L’histoire technique est aussi convoquée comme moyen de retracer les conditions de la sensibilisation progressive aux enjeux de préservation de l’océan. L’histoire des corps immergés, caractérisée par les notions clefs de plaisir et de liberté, s’entremêle à l’histoire des dispositifs de plongée permettant l’accès au monde sous-marin – notamment le rapide perfectionnement des scaphandres autonomes durant la période considérée – ainsi qu’à celle des dispositifs de prises de vue sous-marines. Ces éléments fournissent un cadre à la compréhension du point de vue en constante transformation de ces plongeurs « cyborgs océaniques » (p. 80), conquérants de milieux hostiles et pourvoyeurs d’images si recherchées et appréciées. [3]
Bien qu’il n’élabore pas sur le point de vue résolument occidental de la construction culturelle de l’océan à laquelle a œuvré Cousteau, cet essai nourrit largement la perspective critique plus que jamais nécessaire face à ce surprenant tournant océanique.
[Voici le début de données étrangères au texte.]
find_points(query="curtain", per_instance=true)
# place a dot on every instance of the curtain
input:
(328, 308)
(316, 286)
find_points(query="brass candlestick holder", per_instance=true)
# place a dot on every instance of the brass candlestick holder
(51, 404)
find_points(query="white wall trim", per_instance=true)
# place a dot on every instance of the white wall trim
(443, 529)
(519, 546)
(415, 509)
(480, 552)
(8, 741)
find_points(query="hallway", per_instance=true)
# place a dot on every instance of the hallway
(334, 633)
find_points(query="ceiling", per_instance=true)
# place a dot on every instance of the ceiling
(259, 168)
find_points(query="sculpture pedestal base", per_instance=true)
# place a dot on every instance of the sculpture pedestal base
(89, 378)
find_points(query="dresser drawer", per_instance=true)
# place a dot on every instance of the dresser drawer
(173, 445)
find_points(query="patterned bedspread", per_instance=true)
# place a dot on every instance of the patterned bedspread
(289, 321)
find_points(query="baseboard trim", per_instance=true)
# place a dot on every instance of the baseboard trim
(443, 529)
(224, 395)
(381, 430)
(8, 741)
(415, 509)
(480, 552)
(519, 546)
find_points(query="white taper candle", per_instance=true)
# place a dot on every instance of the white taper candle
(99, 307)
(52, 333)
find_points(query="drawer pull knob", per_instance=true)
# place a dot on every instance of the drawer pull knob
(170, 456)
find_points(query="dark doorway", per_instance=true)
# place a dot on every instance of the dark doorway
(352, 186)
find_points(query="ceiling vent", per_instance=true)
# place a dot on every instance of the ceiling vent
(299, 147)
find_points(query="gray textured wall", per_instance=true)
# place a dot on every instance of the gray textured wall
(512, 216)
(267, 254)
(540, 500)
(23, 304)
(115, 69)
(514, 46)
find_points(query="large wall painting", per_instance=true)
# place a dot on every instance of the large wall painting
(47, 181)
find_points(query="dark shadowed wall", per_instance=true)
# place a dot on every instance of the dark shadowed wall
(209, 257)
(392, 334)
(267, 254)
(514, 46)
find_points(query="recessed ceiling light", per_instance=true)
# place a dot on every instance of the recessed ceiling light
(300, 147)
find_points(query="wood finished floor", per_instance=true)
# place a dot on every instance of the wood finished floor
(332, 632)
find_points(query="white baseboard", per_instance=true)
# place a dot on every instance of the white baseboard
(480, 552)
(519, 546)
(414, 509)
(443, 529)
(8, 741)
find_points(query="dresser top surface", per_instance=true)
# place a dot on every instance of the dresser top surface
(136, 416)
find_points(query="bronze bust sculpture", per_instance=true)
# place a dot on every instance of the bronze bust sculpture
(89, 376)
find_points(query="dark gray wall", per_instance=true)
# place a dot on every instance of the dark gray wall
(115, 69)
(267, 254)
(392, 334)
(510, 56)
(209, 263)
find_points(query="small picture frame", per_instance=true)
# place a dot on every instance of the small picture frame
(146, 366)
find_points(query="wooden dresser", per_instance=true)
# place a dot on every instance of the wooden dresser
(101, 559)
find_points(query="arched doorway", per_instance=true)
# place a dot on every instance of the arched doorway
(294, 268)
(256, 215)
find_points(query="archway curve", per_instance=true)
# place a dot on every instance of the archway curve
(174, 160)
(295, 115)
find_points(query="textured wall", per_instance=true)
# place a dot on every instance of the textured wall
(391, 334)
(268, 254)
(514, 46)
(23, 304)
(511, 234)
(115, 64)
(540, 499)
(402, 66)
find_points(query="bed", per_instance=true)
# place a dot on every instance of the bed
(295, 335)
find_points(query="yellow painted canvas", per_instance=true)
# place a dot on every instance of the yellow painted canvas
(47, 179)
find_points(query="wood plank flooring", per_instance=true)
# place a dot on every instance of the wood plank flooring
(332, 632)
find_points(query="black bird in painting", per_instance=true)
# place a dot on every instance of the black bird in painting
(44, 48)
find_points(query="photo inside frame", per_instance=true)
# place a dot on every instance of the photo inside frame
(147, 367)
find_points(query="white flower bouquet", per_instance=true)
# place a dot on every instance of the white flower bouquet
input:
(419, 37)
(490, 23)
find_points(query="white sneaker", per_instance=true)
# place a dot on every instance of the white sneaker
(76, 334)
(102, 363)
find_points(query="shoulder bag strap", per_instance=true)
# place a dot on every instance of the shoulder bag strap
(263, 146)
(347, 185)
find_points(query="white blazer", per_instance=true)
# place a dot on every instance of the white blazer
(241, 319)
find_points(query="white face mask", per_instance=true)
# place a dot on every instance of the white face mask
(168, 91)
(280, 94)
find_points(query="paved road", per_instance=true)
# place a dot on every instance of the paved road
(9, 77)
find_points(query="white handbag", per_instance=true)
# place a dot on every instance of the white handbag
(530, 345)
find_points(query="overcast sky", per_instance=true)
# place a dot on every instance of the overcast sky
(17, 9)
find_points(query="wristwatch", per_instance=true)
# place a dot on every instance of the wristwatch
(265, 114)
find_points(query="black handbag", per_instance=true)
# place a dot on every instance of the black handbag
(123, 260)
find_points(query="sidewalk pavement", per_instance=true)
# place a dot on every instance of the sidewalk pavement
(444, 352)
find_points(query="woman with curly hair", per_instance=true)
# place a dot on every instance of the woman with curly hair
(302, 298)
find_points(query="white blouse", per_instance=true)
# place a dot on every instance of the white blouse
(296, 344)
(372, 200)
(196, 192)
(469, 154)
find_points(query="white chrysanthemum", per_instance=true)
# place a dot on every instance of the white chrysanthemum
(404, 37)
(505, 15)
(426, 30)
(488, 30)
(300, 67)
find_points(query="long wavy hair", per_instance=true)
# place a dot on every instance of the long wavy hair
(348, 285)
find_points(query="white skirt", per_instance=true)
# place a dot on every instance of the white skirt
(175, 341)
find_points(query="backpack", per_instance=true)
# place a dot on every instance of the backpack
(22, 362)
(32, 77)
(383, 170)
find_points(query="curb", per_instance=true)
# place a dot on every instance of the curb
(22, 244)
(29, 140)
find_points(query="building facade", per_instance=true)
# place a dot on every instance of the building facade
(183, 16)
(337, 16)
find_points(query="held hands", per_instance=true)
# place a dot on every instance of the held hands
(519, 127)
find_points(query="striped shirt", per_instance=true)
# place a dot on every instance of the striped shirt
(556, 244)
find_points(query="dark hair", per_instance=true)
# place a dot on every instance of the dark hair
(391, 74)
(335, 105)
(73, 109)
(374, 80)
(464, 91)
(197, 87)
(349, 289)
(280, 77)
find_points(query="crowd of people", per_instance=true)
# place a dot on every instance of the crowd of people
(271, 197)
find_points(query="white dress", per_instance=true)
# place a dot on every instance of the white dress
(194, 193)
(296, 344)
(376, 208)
Dans une tonalité franche mais toujours analytique, il ne renonce pas face au caractère problématique de certains enjeux de la culture populaire de masse confrontés aux problématiques écologiques, ni face à la ringardise de certains traits du personnage pris pour cible, notamment son incarnation personnifiée et autoritaire de la lutte écologiste dans la lignée des « grands hommes ». Il s’en empare dans une perspective historique pour nous parler de nous-mêmes, et de certaines contradictions caractérisant notre culture écologique contemporaine.
par , le 13 octobre 2023
Juliette Bessette, « Pop subaquatique », La Vie des idées , 13 octobre 2023. ISSN : 2105-3030. URL : https://laviedesidees.fr./Jill-Gasparina-Cousteau
Si vous souhaitez critiquer ou développer cet article, vous êtes invité à proposer un texte au comité de rédaction (redaction chez laviedesidees.fr). Nous vous répondrons dans les meilleurs délais.
[1] Jill Gasparina, Christophe Kihm, Anne-Lyse Renon, Comment quitter la Terre ?, Genève, HEAD Publishing, 2021.
[2] Elizabeth DeLoughrey, « The Oceanic Turn. Submarine Futures of the Anthropocene », dans Joni Adamson, Michael Davis (éd.), Humanities for the Environment, Londres, Routledge, 2016, p. 256-272.
[3] Un cran plus loin, l’anthropologue de la mer Hélène Artaud propose, dans son essai Immersion (2023), une lecture de cette adaptation technologique et de cette médiation instrumentale comme paradigmes d’un « idéal cyborgien » qui caractérise aujourd’hui notre rapport occidental à l’océan, gouverné par le défi toujours plus poussé de découvrir des environnements impropres à l’humains et les êtres jusqu’ici invisibles qui les peuplent. Hélène Artaud, Immersion. Rencontre des mondes atlantique et pacifique, Paris, La Découverte, 2023, p. 233-239.